I am very glad the old books have been looked into. The doctrine Huberus lays down, is founded in good sense, and upon general principles of justice. I entirely agree with him. He puts the general case in question, thus: tit. De Conflictu Legum, vol 2, pag. 539. “In certo loco merces quædam prohibitæ sunt. Si vendantur ibi, contractus est nullus. Verum, si merx eadem alibi sit vendita, ubi non erat interdicta, emptor condemnabitur, quia, contractus inde ab initio validus fuit.” Translated, it might be rendered thus: In England, tea, which has not paid duty, is prohibited; and if sold there the contract is null and void. But if sold and delivered at a place where it is not prohibited, as at Dunkirk, and an action is brought for the price of it in England, the buyer shall be condemned to pay the price; because the original contract was good and valid.—He goes on thus: “Verum si merces venditæ in altero loco, ubi prohibitæ sunt essent tradendæ, jam non fieret condemnatio, quia repugnaret hoc juri et commodo reipublicæ quæ merces prohibuit.” Apply this in the same manner.—But if the goods sold were to be delivered in England, where they are prohibited; the contract [345] is void, and the buyer shall not be liable in an action for the price, because it would be an inconvenience and prejudice to the State if such an action could be maintained.

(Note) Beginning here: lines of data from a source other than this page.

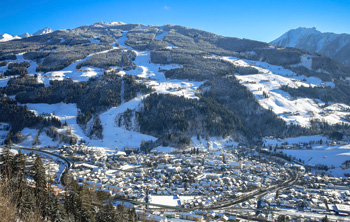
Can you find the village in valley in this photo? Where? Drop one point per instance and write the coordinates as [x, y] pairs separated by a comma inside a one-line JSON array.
[[229, 183]]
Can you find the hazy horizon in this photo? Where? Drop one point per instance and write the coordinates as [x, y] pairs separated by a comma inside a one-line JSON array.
[[252, 19]]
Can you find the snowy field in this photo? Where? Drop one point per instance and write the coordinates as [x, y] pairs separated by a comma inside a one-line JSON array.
[[330, 156], [268, 81], [295, 140], [170, 200]]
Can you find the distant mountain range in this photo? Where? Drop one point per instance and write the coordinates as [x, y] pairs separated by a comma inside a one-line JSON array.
[[7, 37], [335, 46], [144, 86]]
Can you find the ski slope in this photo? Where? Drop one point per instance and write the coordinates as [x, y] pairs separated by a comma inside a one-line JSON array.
[[271, 78]]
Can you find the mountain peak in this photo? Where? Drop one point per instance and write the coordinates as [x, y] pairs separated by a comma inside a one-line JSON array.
[[43, 31], [7, 37], [335, 46]]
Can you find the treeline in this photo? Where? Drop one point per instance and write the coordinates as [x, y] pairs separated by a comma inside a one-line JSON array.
[[21, 201], [175, 117], [20, 117], [16, 68], [257, 121], [92, 97], [21, 84], [116, 57]]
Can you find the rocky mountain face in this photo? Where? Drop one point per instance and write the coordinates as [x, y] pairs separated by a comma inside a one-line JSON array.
[[117, 84], [335, 46], [7, 37]]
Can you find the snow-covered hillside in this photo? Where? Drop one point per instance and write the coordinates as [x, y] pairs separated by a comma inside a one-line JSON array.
[[266, 85], [7, 37], [336, 46]]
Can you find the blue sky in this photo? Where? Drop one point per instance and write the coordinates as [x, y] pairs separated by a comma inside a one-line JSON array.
[[262, 20]]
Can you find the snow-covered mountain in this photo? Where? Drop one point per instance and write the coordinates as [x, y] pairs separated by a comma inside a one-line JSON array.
[[43, 31], [7, 37], [335, 46], [132, 85]]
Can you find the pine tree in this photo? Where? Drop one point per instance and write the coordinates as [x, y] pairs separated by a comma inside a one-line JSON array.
[[38, 174]]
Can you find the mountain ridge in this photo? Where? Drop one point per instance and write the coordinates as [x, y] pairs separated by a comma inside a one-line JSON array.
[[111, 77], [335, 46], [7, 37]]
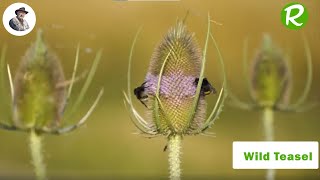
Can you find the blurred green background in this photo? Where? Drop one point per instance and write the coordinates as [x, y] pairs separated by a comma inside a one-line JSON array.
[[107, 147]]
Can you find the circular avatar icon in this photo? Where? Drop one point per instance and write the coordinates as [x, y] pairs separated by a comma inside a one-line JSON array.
[[19, 19]]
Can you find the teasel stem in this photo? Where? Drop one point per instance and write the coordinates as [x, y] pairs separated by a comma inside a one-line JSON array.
[[174, 147], [37, 156], [269, 133]]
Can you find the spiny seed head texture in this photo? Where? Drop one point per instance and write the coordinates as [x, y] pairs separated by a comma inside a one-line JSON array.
[[271, 76], [38, 101], [177, 87]]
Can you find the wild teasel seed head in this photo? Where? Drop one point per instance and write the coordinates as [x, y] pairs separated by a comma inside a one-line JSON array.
[[270, 76], [175, 87], [40, 92], [180, 57], [38, 102]]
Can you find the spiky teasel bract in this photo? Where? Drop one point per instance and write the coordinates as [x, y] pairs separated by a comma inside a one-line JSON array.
[[40, 93], [270, 80], [174, 100], [40, 97], [270, 83], [174, 92]]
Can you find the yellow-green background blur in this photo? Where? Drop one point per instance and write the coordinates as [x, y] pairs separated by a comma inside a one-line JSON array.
[[107, 147]]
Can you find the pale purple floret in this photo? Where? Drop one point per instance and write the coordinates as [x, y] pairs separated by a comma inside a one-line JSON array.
[[174, 84]]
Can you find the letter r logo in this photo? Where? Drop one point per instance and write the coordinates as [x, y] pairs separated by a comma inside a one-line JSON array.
[[294, 16]]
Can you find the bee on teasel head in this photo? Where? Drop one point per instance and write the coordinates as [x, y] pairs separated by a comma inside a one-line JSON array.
[[174, 92], [169, 91], [270, 80], [40, 94]]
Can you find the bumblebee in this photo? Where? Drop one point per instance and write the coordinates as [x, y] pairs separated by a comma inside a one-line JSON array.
[[140, 93], [206, 87]]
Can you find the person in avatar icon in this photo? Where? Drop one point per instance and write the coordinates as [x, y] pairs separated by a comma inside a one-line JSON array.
[[18, 23]]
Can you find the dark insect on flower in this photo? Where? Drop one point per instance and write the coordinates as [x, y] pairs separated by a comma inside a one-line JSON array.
[[206, 87], [174, 89], [140, 93], [40, 92]]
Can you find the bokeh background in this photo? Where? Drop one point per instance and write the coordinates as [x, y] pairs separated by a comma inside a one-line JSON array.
[[107, 147]]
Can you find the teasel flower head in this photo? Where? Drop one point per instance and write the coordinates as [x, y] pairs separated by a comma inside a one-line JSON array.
[[270, 76], [270, 80], [174, 88], [40, 92]]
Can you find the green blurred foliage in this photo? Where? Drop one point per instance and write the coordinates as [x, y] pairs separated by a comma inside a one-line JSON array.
[[107, 147]]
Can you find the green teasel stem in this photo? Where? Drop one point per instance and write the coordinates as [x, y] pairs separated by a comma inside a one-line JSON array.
[[174, 147], [269, 135], [37, 155]]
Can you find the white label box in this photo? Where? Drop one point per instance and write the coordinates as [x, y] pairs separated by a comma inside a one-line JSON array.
[[275, 155]]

The gist of the whole turns upon this; that the conclusive delivery was at Dunkirk. If the defendant had bespoke the tea at Dunkirk to be sent to England at a certain price; and the plaintiff had undertaken to send it into England, or had had any concern in the running it into England, he would have been an offender against the laws of this country. But upon the facts of the case, from the first to the last, he clearly has offended against no law of England. Therefore, let the rule for a new trial be discharged.

In relation to the conflict of laws point, Mansfield added:

Every action here must be tried by the law of England, but the law of England says that in a variety of circumstances, with regards to contracts legally made abroad, the laws of the country where the cause of action arose shall govern.

==Significance==
The decision was cited with approval by the House of Lords in Government of India v Taylor [1955] AC 491.